Gil Ofarims Anwalt will live Details zum Prozess preisgeben
Im Dschungelcamp hüllt Gil Ofarim (43) sich zu seinem Skandal-Prozess in Schweigen. Er meidet das Thema, mit der Erklärung, aufgrund einer Verschwiegenheitserklärung nicht darüber sprechen zu dürfen. Wer aber offenbar sprechen darf, ist sein Anwalt Dr. Alexander Stevens. Dieser kündigt jetzt bei Instagram an, gemeinsam mit dem Strafrichter Thorsten Schleif in einem Livestream Details aus dem Strafverfahren preiszugeben. "Im Fokus: Warum das Verfahren eingestellt wurde, welche Vorwürfe tatsächlich im Raum standen, was es mit der Entschuldigung auf sich hatte, wie Zeugenaussagen und Videoüberwachung juristisch bewertet wurden – und warum viele mediale Narrative mit der Aktenlage nicht übereinstimmen.

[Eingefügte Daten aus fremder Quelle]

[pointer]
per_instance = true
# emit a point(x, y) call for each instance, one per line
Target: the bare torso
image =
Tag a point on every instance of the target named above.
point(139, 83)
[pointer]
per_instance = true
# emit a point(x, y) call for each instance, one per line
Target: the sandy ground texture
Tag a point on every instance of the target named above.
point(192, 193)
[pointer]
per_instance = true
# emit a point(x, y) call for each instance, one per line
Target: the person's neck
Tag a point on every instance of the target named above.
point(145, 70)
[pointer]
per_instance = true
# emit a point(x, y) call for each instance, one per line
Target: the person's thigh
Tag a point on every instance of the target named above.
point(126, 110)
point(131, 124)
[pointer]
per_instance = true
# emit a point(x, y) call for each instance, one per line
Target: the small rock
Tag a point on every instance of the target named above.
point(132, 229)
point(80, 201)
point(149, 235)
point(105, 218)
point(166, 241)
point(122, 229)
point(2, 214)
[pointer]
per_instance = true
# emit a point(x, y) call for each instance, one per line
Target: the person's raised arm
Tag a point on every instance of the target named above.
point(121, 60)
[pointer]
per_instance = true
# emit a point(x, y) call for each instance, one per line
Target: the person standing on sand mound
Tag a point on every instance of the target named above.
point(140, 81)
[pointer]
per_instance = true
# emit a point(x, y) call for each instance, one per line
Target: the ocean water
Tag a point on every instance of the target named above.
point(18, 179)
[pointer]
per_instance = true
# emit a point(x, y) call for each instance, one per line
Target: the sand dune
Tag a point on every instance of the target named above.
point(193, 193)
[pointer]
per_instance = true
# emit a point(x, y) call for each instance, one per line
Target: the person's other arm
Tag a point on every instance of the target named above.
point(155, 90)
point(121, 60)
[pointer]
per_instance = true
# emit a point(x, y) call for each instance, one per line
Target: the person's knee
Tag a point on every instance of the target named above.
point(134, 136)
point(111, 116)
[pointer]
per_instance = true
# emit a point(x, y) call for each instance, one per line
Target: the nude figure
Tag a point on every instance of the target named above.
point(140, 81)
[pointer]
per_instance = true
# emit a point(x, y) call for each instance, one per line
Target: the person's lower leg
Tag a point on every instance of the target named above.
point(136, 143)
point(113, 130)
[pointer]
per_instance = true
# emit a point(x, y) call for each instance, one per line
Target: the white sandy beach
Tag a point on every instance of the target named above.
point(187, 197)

Ein Blick hinter die Schlagzeilen", heißt es in dem Post. Los geht es heute auf Instagram um 18 Uhr.
Damit dürften viele der offenen Fragen, die sicher sowohl Fans als auch die Camper haben, geklärt werden. Die Community befürwortet die Transparenz. "Ich hoffe, es klärt sich alles, damit Gil endlich in Ruhe leben kann", betont ein User in den Kommentaren. Damit ist er nicht alleine – viele stellen sich hinter Gil und wünschen ihm Frieden. Im Camp wird der Musiker vor allem von Reality-Sternchen Ariel auf provokante Art konfrontiert. Einige User fordern auch hier Konsequenzen: "Bitte gehen Sie gegen die Beleidigungen von Ariel vor. Das ist Verleumdung und Rufmord. Gil tut mir wirklich nur noch leid." Kritische Stimmen finden sich aber auch unter den Kommentaren. Denn was einigen Usern fehlt, ist die Stimme der Gegenseite. "Ich hätte gerne das Gespräch mit dem Anwalt Baumgärtner. Man kann das ja immer aus zwei Seiten betrachten. Dann bin ich mal gespannt, dass der Anwalt des Hotelmitarbeiters seine Sichtweise erzählt."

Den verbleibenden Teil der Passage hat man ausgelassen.